Hypothetical Evidence is a “for instance” for your reader—a potential instance or example that might illustrate your claim in action.
Key Concepts: Exemplification; Organization; Organizational Schema & Logical Reasoning
A Hypothetical Example will often follow one of the following phrases or abbreviations: “for instance,” “for example,” “i.e.,” or “e.g.,” though the latter two, realize, will only follow a comma and will not start a new sentence as could “for instance” or “for example.” Be careful with hypothetical examples: they must be realistic and must directly connect with your claim. For instance (see?), consider the following claim and ensuing hypothetical example:
I view abortion as wrong because of the effects it has on women. Consider, for instance, what would happen to a young mother who had an abortion: she would likely be forever plagued with guilt because of the heinous nature of her action.
While there is more going on with this piece than just an abused hypothetical example (e.g., value-laden language), let’s focus on what’s not working in terms of the method of support. The first sentence in this example is the author’s claim; the second sentence is a hypothetical example. Though the reader might understand the author having strong views regarding abortion, he or she might question the author’s logic: Will a woman who’s had an abortion necessarily experience guilt? Alternatively, is this just a hypothetical example that’s been crafted to suit the author’s purpose (in a manipulative way)? A hypothetical example has to be fair to the situation, claim, and reader. Consider the following revised hypothetical example:
I view abortion as wrong because of the effects it has on women. Consider, for instance, what might happen to a young mother after going through an abortion: after the loss of a child, many mothers experience a combination of guilt and remorse; after an abortion, a mother may experience this same set of feelings, which could lead to depression or chronic anxiety.

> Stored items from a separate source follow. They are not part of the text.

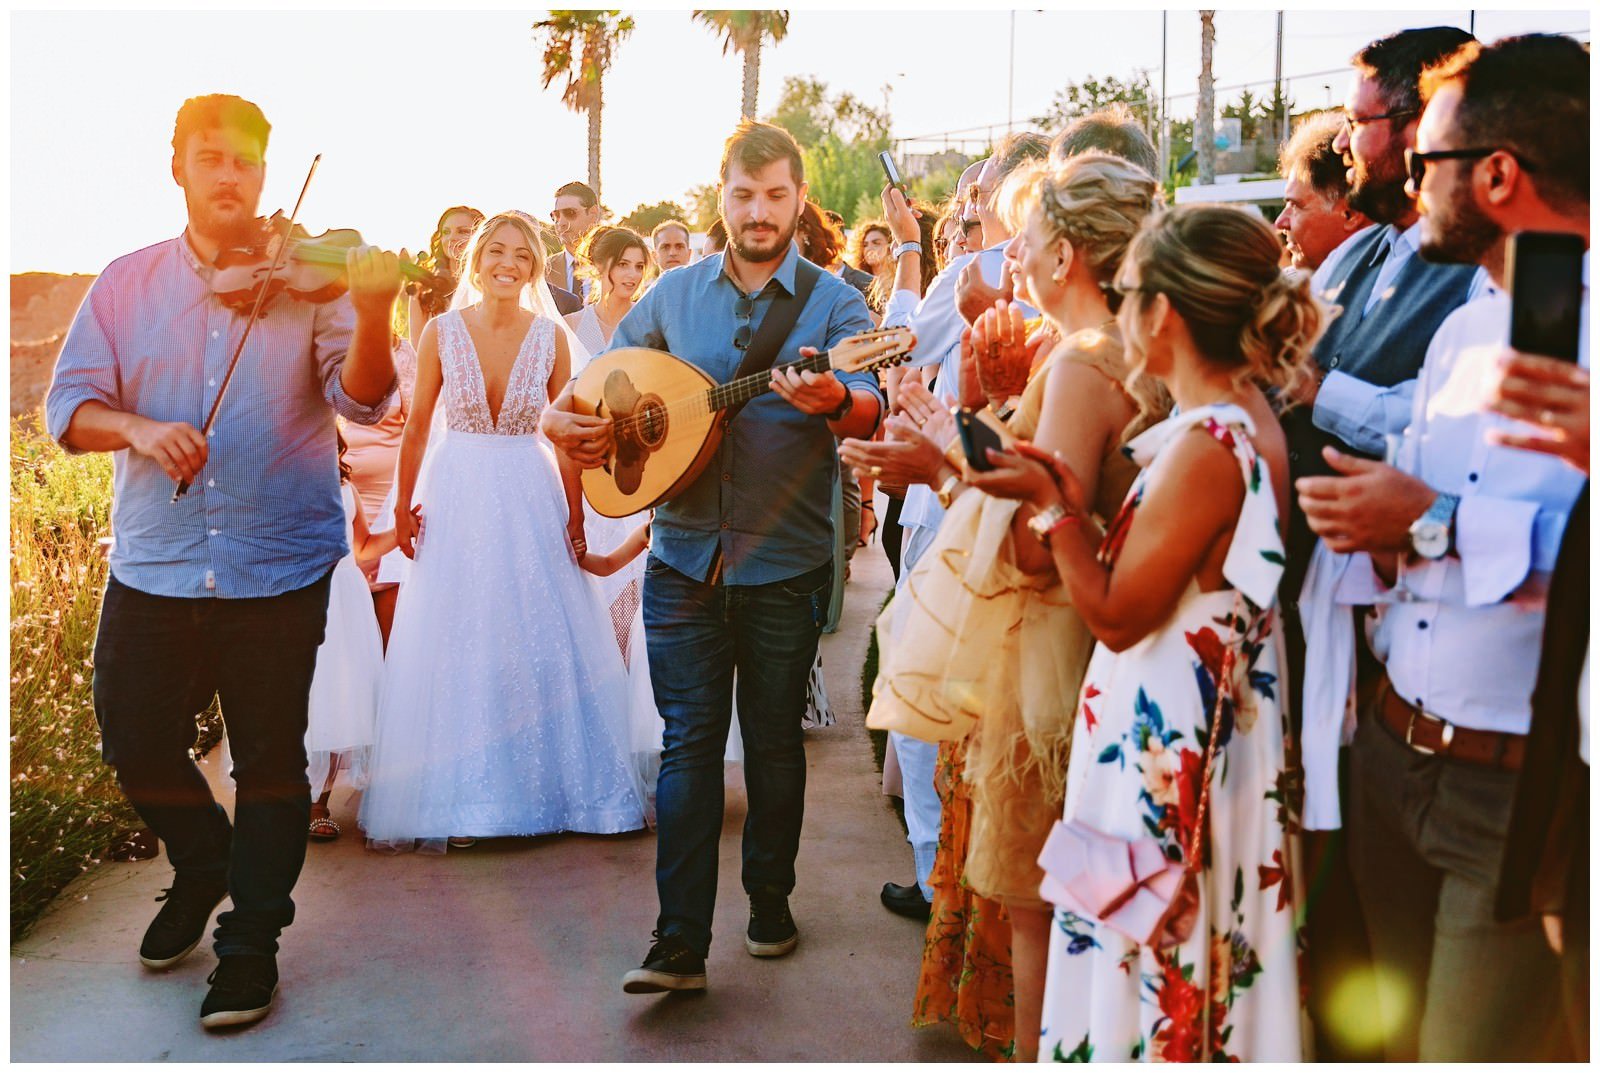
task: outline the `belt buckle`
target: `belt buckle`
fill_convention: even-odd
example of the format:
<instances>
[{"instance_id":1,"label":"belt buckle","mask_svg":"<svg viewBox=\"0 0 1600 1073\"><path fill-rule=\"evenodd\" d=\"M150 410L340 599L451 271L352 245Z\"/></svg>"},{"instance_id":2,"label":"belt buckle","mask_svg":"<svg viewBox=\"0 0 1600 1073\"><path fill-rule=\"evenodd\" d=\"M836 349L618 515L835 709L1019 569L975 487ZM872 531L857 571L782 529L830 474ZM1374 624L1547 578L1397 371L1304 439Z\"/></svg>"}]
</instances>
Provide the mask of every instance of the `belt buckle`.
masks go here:
<instances>
[{"instance_id":1,"label":"belt buckle","mask_svg":"<svg viewBox=\"0 0 1600 1073\"><path fill-rule=\"evenodd\" d=\"M1435 723L1438 723L1440 726L1444 727L1444 729L1439 732L1439 748L1430 749L1426 745L1418 745L1416 742L1411 740L1411 733L1416 729L1418 716L1421 716L1425 719L1433 719ZM1443 719L1435 719L1433 716L1429 715L1420 708L1411 709L1411 718L1406 722L1406 745L1421 753L1423 756L1436 756L1441 752L1448 753L1450 751L1450 742L1455 739L1455 736L1456 728L1453 724L1447 723Z\"/></svg>"}]
</instances>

Because of the sensitivity of many people to this issue, it’s important to craft a hypothetical example that is both logical and sensitive to those who might disagree with you, if you were this writer. You may choose to be more assertive with your hypothetical example, but just make sure it’s appropriate to do so given the material or topic with which you’re working. Ultimately, though, the example should serve a specific purpose and should be directly related to the claim preceding it.
As you can see, the term “evidence” encapsulates much more than just source material—it can include more creative types of support like anecdotes and hypothetical examples. Though these forms of support may spark your creative juices, it’s important to remember that the focus should still be on your claims, not on your support. Be careful not to tangent! You don’t want to lead your reader astray. So if I started to tell a story now about that time finger got caught in a door and it hurt and was awful and I just went on and on about it, what would be the thing you, as a reader, most remember?
Craft either an anecdote or a hypothetical example, depending on which you determine would be most effective, for the following claims (be creative—even if you haven’t directly experienced one of these things, experiment a little):
Many high school students spend their summers working so that they can save up enough money to buy a coveted item.
As a writer, it’s important to consider the specificities of the prompt provided by one’s teacher.
Every region in the country experiences a fad, and my state is no different.
The voting age should be reduced to sixteen because sixteen-year-olds are capable of making important decisions.